18 Article Intermittency in the visual control of force in Parkinson's disease. 2001

Vaillancourt DE, Slifkin AB, Newell KM. · Department of Kinesiology, Pennsylvania State University, 266 Recreation Building, University Park, PA 16802, USA. · Exp Brain Res. · Pubmed #11374078 No free full text.

Abstract: Studies on the variability of motor output in Parkinson's disease have found contrasting results depending on the speed-accuracy constraints of the task. The first goal of this study was to determine if Parkinson's disease subjects are more variable than control subjects. The second goal of the study was to examine the limitations on visual and motor processing that contribute to the changes in force variability in Parkinson's disease. Eight mild to moderate Parkinson's disease (age: 68-80 years) and eight matched control (age: 68-80 years) subjects maintained a constant level of force at 25% of their maximum voluntary contraction with their index finger and thumb (grip precision task) for 20 s while online visual feedback of the total force was viewed on a computer monitor. During the force task, subjects received visual feedback at varying frequencies. The sampled visual feedback levels were presented at intervals as slow as every 5 s to as fast as every 0.04 s (0.2, 0.4, 0.8, 1.6, 3.2, 6.4, 12.8, 25.6 Hz). Force variability decreased over sampled visual feedback according to hyperbolic decay functions. The minimal visual processing time for both the Parkinson's disease and control subjects was approximately 160 ms. Motor output corrections were generated in both groups at a frequency of 1 Hz over a wide range of sampled visual feedback levels. However, the amplitude of the 1-2 Hz visuo-motor corrective process was amplified in Parkinson's disease, and this related to increases in force-output variability. The findings suggest that the basal ganglia are important for adjusting the amplitude of motor output at 1-2 Hz during visuo-motor feedback control.

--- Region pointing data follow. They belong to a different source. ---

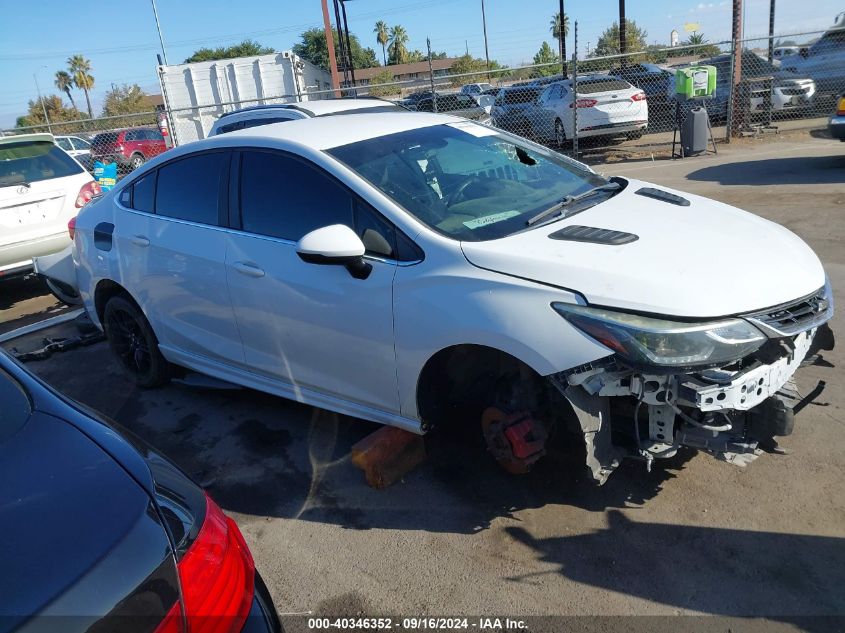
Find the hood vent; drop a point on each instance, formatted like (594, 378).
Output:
(664, 196)
(593, 235)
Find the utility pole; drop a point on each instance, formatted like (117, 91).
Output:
(771, 30)
(623, 40)
(327, 24)
(160, 38)
(484, 26)
(41, 99)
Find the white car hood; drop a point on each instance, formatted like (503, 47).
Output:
(704, 260)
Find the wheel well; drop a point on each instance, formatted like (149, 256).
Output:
(105, 290)
(462, 378)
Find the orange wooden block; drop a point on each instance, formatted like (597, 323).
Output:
(387, 455)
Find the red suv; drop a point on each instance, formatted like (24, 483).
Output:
(128, 148)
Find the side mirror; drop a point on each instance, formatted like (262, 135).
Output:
(335, 245)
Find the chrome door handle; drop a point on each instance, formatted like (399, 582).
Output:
(250, 270)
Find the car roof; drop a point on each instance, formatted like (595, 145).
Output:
(318, 107)
(23, 138)
(323, 133)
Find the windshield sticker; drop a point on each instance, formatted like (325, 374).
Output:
(490, 219)
(475, 129)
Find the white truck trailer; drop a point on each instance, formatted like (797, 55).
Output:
(196, 94)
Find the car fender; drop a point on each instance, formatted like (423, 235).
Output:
(443, 302)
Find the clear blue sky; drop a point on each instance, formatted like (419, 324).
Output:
(120, 38)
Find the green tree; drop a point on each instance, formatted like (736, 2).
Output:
(554, 27)
(247, 48)
(608, 43)
(398, 39)
(545, 56)
(469, 64)
(80, 70)
(383, 77)
(382, 32)
(125, 99)
(312, 46)
(64, 82)
(56, 112)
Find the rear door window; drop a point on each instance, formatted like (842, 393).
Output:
(282, 196)
(28, 162)
(189, 188)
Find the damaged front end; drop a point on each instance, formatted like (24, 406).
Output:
(725, 387)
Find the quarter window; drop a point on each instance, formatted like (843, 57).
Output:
(143, 193)
(189, 189)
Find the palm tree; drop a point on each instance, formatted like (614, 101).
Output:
(554, 26)
(398, 39)
(64, 82)
(80, 69)
(382, 32)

19 Article The dynamics of resting and postural tremor in Parkinson's disease. 2000

Vaillancourt DE, Newell KM. · Department of Kinesiology, The Pennsylvania State University, University Park, PA 16802, USA. · Clin Neurophysiol. · Pubmed #11068241 No free full text.

Abstract: OBJECTIVE: The study examines the time and frequency structure of Parkinson's disease tremor in patients that exhibit no clinical signs of tremor. METHODS: Eight mild to moderate Parkinson's disease and 8 matched control subjects maintained their limb in a constant position (30 s) under a postural finger, postural hand and resting tremor condition. Finger acceleration from the middle phalange, electromyographic (EMG) activity from extensor digitorum communis and flexor digitorum superficialis (FDS) were recorded. RESULTS: The data confirmed that there were no differences in the amount of limb motion and the modal frequency was around 9 Hz for each subject group. The time-dependent organization of tremor was more regular (lower approximate entropy [ApEn]) in Parkinson's disease. Both time and frequency analyses between the acceleration and extensor EMG signals demonstrate a reduction in the 20-25 Hz tremor component and an increase in the 8-12 Hz region of tremor. CONCLUSIONS: The results are discussed in relation to the proposal that increased regularity results from an increase in motor unit synchronization at 8-12 Hz and a reduction in the amplitude of the 20-25 Hz tremor component. The time and frequency structure of tremor may be useful in assessing individuals with Parkinson's disease.